Water and the Law
Do Elected Officials Need to have Engineering and Financial Degrees?
by David B. Hartvigsen
(Published in the Utah Water Users Association, July 1999)

Earlier this year, the Utah Supreme Court issued a decision in a case that focused on the assessment of impact fees by local governments on new water and sewer hookups. In that case, Home Builders Association v. American Fork City, the association alleged that the city failed to comply with certain court-mandated requirements in adopting its impact fee ordinances. Those court-mandated requirements are commonly called the "Banberry factors" because they were first set forth in 1981 in the Utah Supreme Court's decision in Banberry Development Corp. v. South Jordan City.

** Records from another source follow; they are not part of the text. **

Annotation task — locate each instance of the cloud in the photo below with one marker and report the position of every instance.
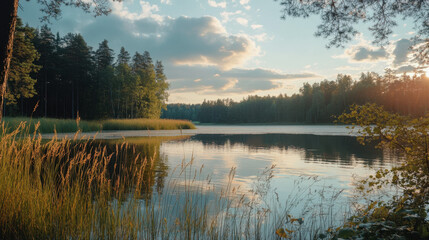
(146, 11)
(245, 4)
(226, 16)
(168, 2)
(236, 80)
(213, 3)
(401, 51)
(183, 41)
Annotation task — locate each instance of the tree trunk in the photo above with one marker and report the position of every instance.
(8, 12)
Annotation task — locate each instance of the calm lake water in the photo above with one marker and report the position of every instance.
(313, 174)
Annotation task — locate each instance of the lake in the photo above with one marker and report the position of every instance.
(298, 167)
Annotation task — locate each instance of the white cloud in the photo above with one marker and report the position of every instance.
(242, 21)
(213, 3)
(147, 11)
(256, 26)
(260, 37)
(245, 4)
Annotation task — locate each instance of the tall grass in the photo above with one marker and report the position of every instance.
(67, 190)
(51, 125)
(146, 124)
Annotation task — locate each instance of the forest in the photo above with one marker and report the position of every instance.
(317, 103)
(62, 77)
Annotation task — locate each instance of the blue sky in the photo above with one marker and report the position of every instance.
(229, 48)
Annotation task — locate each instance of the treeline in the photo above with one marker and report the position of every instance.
(66, 78)
(315, 103)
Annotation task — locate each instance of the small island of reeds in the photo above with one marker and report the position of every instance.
(51, 125)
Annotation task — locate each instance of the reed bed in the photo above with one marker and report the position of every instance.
(146, 124)
(65, 189)
(51, 125)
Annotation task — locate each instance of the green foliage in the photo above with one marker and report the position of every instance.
(403, 216)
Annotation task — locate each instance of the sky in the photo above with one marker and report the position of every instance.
(229, 48)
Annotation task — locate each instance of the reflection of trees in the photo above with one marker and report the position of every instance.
(336, 149)
(131, 160)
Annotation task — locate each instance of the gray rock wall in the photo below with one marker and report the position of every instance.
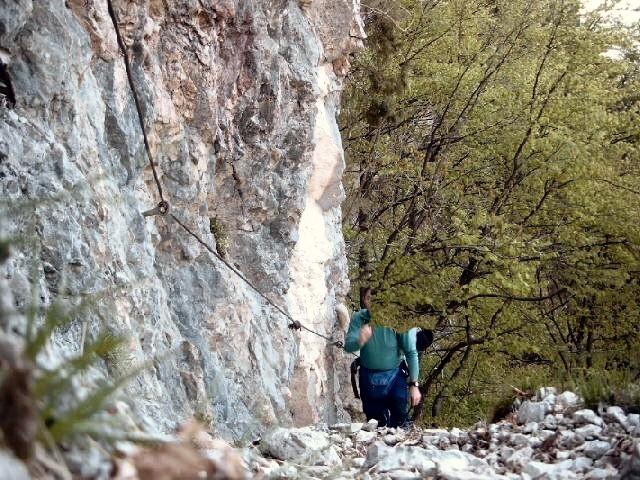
(239, 100)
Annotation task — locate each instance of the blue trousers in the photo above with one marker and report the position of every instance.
(384, 395)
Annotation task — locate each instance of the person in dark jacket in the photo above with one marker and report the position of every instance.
(385, 388)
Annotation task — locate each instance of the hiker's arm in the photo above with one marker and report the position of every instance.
(353, 338)
(411, 354)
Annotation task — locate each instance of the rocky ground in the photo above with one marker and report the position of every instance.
(546, 438)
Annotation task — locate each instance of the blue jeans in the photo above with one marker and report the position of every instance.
(385, 396)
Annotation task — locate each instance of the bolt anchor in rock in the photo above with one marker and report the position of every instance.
(161, 209)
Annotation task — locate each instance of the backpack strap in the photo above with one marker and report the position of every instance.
(355, 365)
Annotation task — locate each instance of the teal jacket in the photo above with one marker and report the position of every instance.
(386, 348)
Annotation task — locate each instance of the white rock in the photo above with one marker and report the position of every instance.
(588, 416)
(589, 431)
(601, 474)
(364, 436)
(615, 414)
(370, 426)
(567, 400)
(596, 448)
(581, 464)
(531, 412)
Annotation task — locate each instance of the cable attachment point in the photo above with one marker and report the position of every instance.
(161, 209)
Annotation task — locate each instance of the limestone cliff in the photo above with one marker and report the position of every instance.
(239, 101)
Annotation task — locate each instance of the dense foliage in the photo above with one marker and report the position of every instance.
(493, 192)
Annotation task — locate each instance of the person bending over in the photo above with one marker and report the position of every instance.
(385, 388)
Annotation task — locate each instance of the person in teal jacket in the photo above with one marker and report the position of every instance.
(384, 389)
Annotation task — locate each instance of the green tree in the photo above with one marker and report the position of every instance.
(492, 156)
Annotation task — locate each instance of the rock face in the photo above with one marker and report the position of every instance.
(239, 101)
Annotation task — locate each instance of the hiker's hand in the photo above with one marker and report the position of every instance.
(414, 395)
(366, 332)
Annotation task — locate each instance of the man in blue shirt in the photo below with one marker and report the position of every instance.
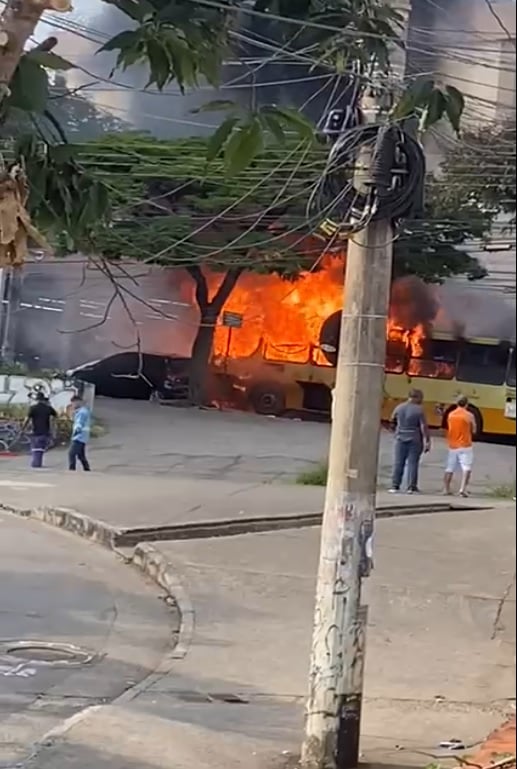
(80, 434)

The association argued that the impact fees it was required to pay were illegal and should be refunded because it learned that the mayor and city council did not consider any of the Banberry factors when they adopted the city's water and sewer impact fee ordinances. In fact, the city officials were unable to describe how the city had arrived at the amount of these particular impact fees. The trial court therefore ruled that the impact fees were invalid, even though the city officials also testified that they had relied the numbers and analysis provided by the city's staff in adopting the impact fees.

The real issue in the Home Builders case was how to apply the Banberry factors, i.e., are they a mandatory check list that must be addressed one-by-one by the governing body before enacting impact fee ordinances or are they mere guidelines to assist in arriving at "reasonable" and appropriate impact fees? The Supreme Court ruled that the Banberry factors are the latter and specifically rejected the association's assertion that the city council had to personally attend to the fact-gathering and number-crunching on each of the Banberry factors. The Court further stated that it is appropriate and common for staff and outside consultants to perform such tasks. The duty of the governing body is to take the results of that fact-gathering and analysis and to take appropriate action thereon. The Supreme Court obviously decided this case correctly. If it had ruled in favor of the association, elected officials would be required to perform tasks the average citizen simply is not trained for; a bad public policy for all concerned.

A better reasoned response to the impact fee problems was enacted by the Utah Legislature in 1995. That enactment, known as the "Impact Fees Act" and found in Chapter 36 of Title 11 of the Utah Code, established strict requirements for supporting and justifying impact fees. However, it also provided substantial protections to the governmental entities that adopt certain procedures set forth therein. These include a limited, 30-day window for challenging impact fees after payment, a limitation in information that can be used to challenge the impact fees, a requirement that the impact fees be upheld if supported by substantial evidence, and attorney fees for the prevailing party. Therefore, all local governments assessing impact fees should review the Act and their ordinances or rules to be certain that they are taking advantage of these protections.